North America accounted for the largest market share by Region

Based on the regions, the global market of Medical Device Testing has been segmented across North America, Europe, the Middle East & Africa, South America, and Asia-Pacific. The North America dominates the Medical Device Testing market. This is because it has a strong health care system, clear legal structures and high incidence of ailments requiring superior health care products. Manufacturers of medical devices and testing service providers are key players in the medical device industry that continue to contribute to the growth of the market. This is because the U.S Food and Drug Administration agency has very stringent legislation that put much pressure on the need to have thorough practices of testing in order to ascertain the effectiveness of the devices to be administered into the market. Furthermore, the numbers of patients with chronic diseases and an ageing population which are significant in the region assures an uninterrupted demand for sophisticated medical equipment thus ensuring sustained demand for testing services. Healthcare R&D investment is also high in the region and the medical devices industry thrives in testing and creating solutions from this region. Moreover, the North American region has relatively stable governmental policies of the market and show a steady interest in testing services which makes this region one of the most significant in the global market. 

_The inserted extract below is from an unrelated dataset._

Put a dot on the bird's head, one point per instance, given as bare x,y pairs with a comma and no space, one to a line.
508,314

Competitive Landscape: Global Medical Device Testing Market 

The medical device testing market is saturated across the world with a large number of companies offering specialized service in terms of testing on various types of medical devices. Some of the global players involved in the business are Wuxi AppTech Group, Element Materials Technology, Dekra, Toxikon Inc that offer complete testing services and solutions to address the mandatory proceedings. The market is highly competitive with constant introduction of new services, collaborations and acquisitions as the providers seek to optimise service delivery and presence in different regions.

Major players in the global Medical Device Testing market are: 

• Eurofins Scientific
• Pace Analytical Services
• Charles River Laboratories International Inc.
• Wuxi AppTech Group
• Element Materials Technology
• Dekra
• Toxikon Inc. 
•  North America Science Association Inc.
• Group plc
• SGS SA
• BSI Group
• American Preclinical Services LLC
• Sterigenics International LLC
• Other Major Players

Recent Development 

• In June 2023, TUV SUD has established laboratory in New Brighton, Minnesota, accredited to ISO 17025 for biological and chemical testing of medical devices. The laboratory will employ professional scientists and technicians to assist the domestic and international medical device manufacturers in microbiology, reusable device testing, chemistry, biocompatibility, and packaging testing services.
• In September 2022, Bureau Veritas has expanded its Health System Business by establishing a new laboratory company acquisition of Galbraith Laboratories Inc,. This acquisition enhances the company’s established position in Consumer Healthcare and Industrial Chemicals value chains with more support given to serve research, development, and testing needs. It will be possible for the company to strengthen its service lines through the acquisition since Galbraith Laboratories possesses unique qualitative attributes which cannot be duplicated with ease in the United States to the influence of Bureau Veritas.